A while back in Prototyping a not-an-instruction dbg.value I suggested a pathway towards storing variable location debug-info in something that wasn’t an intrinsic. The benefits are faster -g compiles, and more robust compilation as the presence of debug-intrinsics can interfere with optimisations. We’ve got a prototype at [0] that can build a clang-3.4 binary with no dbg.value
intrinsics and produces identical object files [1] – it’s not a complete solution, but we reckon it exposes all of the important design problems. Today I’d like to focus on a single issue: the fact that debug intrinsics have instruction iterators (BasicBlock::iterator
) which are functionally important to debug-info, and they won’t exist if we cease using intrinsics.
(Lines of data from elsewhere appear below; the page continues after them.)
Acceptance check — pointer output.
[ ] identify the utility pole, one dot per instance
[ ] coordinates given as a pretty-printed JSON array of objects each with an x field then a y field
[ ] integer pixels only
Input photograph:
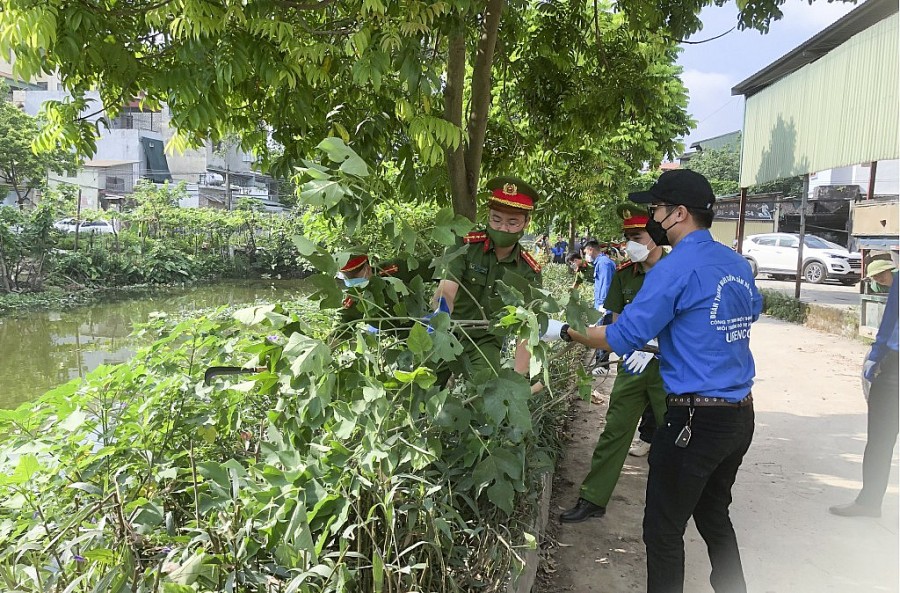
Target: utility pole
[
  {"x": 803, "y": 200},
  {"x": 77, "y": 218},
  {"x": 228, "y": 187}
]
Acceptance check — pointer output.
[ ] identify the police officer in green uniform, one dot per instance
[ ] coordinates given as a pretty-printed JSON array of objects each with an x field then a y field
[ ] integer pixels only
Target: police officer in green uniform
[
  {"x": 468, "y": 288},
  {"x": 638, "y": 382},
  {"x": 370, "y": 295}
]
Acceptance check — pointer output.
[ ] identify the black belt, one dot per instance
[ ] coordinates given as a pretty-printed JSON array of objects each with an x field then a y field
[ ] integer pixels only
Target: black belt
[{"x": 702, "y": 401}]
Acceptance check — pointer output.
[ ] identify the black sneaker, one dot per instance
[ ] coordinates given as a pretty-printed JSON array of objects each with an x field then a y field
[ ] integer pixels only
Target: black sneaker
[{"x": 582, "y": 511}]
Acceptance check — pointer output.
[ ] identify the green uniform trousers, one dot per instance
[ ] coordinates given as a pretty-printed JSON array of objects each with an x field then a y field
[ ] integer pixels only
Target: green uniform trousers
[{"x": 627, "y": 401}]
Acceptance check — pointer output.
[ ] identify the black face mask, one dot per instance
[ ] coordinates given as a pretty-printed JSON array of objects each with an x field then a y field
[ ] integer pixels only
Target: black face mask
[{"x": 657, "y": 231}]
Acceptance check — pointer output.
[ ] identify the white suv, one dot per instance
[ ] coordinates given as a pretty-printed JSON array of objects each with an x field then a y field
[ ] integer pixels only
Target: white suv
[{"x": 775, "y": 254}]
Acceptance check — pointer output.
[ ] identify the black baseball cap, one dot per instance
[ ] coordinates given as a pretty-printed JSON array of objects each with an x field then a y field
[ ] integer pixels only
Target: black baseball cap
[{"x": 681, "y": 187}]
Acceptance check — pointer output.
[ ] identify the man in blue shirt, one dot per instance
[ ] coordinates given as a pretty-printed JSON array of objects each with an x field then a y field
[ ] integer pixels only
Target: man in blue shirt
[
  {"x": 604, "y": 268},
  {"x": 881, "y": 369},
  {"x": 700, "y": 302}
]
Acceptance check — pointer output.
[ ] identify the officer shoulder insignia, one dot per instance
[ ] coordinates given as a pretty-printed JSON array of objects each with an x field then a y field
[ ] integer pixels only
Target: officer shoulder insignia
[
  {"x": 532, "y": 263},
  {"x": 475, "y": 237},
  {"x": 389, "y": 270}
]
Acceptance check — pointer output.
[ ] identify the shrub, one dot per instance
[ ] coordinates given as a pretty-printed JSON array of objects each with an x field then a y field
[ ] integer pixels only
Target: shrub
[{"x": 782, "y": 306}]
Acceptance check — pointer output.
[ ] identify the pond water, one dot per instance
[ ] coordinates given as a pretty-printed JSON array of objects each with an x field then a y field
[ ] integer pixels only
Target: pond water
[{"x": 42, "y": 349}]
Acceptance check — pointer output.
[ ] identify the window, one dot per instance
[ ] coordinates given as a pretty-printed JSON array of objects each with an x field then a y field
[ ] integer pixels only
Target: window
[{"x": 815, "y": 242}]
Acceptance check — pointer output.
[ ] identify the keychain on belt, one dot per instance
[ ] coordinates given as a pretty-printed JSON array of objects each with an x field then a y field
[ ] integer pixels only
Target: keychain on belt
[{"x": 684, "y": 437}]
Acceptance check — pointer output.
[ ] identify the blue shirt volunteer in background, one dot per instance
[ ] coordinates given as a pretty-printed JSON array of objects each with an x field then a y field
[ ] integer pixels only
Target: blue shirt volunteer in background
[{"x": 700, "y": 301}]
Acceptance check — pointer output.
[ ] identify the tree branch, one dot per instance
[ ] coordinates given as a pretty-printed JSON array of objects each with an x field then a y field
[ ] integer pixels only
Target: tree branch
[
  {"x": 453, "y": 96},
  {"x": 481, "y": 92},
  {"x": 307, "y": 5}
]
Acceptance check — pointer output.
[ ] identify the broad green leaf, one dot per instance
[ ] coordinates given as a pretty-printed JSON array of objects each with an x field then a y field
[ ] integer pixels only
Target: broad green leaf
[
  {"x": 306, "y": 355},
  {"x": 502, "y": 494},
  {"x": 422, "y": 376},
  {"x": 27, "y": 467},
  {"x": 73, "y": 421},
  {"x": 419, "y": 342}
]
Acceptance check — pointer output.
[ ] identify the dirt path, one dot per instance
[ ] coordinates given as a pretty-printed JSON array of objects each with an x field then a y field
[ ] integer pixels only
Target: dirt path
[{"x": 806, "y": 456}]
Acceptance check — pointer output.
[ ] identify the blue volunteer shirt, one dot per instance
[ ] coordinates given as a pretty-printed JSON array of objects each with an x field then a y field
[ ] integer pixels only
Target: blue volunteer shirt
[
  {"x": 886, "y": 339},
  {"x": 700, "y": 301},
  {"x": 604, "y": 268}
]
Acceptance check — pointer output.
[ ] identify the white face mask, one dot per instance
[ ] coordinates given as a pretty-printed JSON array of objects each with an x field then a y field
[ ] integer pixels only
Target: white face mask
[{"x": 637, "y": 252}]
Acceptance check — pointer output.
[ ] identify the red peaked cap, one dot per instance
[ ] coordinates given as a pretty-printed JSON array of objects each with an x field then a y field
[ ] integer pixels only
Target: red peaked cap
[
  {"x": 355, "y": 262},
  {"x": 632, "y": 217},
  {"x": 511, "y": 192}
]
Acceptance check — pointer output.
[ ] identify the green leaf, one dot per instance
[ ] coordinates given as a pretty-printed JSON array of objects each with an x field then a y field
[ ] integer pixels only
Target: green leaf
[
  {"x": 422, "y": 376},
  {"x": 419, "y": 342},
  {"x": 27, "y": 467},
  {"x": 306, "y": 355},
  {"x": 508, "y": 394},
  {"x": 73, "y": 421},
  {"x": 502, "y": 495}
]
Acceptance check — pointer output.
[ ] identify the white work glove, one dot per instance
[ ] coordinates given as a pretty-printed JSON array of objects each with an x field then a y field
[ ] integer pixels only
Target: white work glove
[
  {"x": 637, "y": 361},
  {"x": 553, "y": 328},
  {"x": 868, "y": 373}
]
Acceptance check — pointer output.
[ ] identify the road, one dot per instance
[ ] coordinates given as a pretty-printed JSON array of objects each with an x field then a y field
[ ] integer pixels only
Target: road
[
  {"x": 806, "y": 456},
  {"x": 835, "y": 295}
]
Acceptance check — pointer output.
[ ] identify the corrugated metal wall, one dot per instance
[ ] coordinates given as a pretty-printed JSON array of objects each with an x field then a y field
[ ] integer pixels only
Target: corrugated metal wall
[
  {"x": 839, "y": 110},
  {"x": 724, "y": 231}
]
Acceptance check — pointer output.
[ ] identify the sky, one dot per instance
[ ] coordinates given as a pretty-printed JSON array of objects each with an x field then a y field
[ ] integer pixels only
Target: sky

We currently consider any instruction to be “a position in the function”, where a debug-info intrinsic is a position in between two “real” instructions. Without debug intrinsics, we won’t be able to describe “in between” positions any more, we would have to attach the debug-info to instructions themselves which raises more issues. To illustrate, consider this block:
block:
dbg.value(...)
%1 = add...
dbg.value(...)
%2 = sub...
br label %exit
In today’s LLVM, each instruction has an iterator, therefore we can describe any range of “real” instructions and debug-info instructions to be spliced from one block to another. However, if the debug-info was attached to instructions, we can only have iterators that point at the add
, sub
, and br
. That’s strictly less expressive than what we have today, and this causes meaningful differences in debug-info.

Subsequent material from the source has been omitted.